Atang berhenti, lalu berbalik melotot heran ke segerombolan bebek itu. “Bagaimana kau bisa tahu?”

“Kabar burung.” Jawabnya. Atang memandang curiga.

“Baiklah, Burung Pipit itu yang memberitahuku. Kami mendukungmu, Atang.” Lanjut bebek itu. Atang tersenyum senang.

“Benarkah? Baiklah. Aku harap kalian mau mengabarkan ini pada hewan-hewan lainnya.” Atang berlari pulang dengan gembira.

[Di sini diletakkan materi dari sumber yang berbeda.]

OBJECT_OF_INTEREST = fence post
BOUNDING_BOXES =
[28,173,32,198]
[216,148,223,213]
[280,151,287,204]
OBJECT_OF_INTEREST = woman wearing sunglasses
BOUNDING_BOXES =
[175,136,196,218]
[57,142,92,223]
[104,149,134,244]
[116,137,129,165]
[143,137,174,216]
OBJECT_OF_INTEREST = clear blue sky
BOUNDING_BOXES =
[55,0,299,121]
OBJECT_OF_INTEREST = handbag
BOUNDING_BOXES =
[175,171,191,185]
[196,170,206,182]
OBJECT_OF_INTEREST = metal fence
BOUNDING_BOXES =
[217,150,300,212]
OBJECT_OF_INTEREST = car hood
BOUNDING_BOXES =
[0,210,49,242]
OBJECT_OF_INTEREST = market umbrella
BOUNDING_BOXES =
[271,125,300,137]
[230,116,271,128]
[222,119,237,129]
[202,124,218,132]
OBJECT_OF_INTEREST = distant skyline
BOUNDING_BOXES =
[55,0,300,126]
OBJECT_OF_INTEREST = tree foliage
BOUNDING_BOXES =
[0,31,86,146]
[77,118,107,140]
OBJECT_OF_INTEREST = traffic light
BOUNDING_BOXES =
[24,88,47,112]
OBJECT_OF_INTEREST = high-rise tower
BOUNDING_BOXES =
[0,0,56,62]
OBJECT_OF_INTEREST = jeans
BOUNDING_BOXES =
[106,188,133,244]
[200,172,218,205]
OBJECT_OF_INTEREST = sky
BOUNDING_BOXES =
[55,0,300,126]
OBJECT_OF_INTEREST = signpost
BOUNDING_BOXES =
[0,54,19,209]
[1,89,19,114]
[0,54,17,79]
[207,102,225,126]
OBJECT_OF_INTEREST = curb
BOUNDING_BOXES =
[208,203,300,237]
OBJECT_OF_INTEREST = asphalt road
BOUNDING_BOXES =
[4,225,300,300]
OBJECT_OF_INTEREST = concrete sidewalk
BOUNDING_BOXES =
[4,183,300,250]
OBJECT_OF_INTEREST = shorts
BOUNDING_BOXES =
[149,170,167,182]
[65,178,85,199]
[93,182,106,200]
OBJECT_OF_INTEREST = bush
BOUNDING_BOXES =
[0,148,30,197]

Pagi-pagi sekali Atang sudah terbangun. Atang mendengar suara hewan-hewan peliharaan warga yang sudah berteriak-teriak membangunkan tuannya. Atang tersenyum, bebek-bebek itu ternyata bergerak lebih cepat dari yang dibanyangkannya. Atang pun segera bersiap untuk memberitahu warga. Tapi, Atang bingung. Bagaimana caranya Atang akan memberitahukan mereka tentang hal ini? Atang tak perduli pada resiko yang bakal dia terima. Ia hanya akan berusaha sebaik mungkin. Dan memberitahu mereka dengan sejujur-jujurnya dan sejelas-jelasnya.

Pagi itu, Atang pun mulai menemui penduduk yang tinggal di sebelah rumahnya. Ia menjelaskan panjang lebar tentang gunung, lingkungan, dan hasil sawah maupun kebun yang bakal membuat mereka kaya.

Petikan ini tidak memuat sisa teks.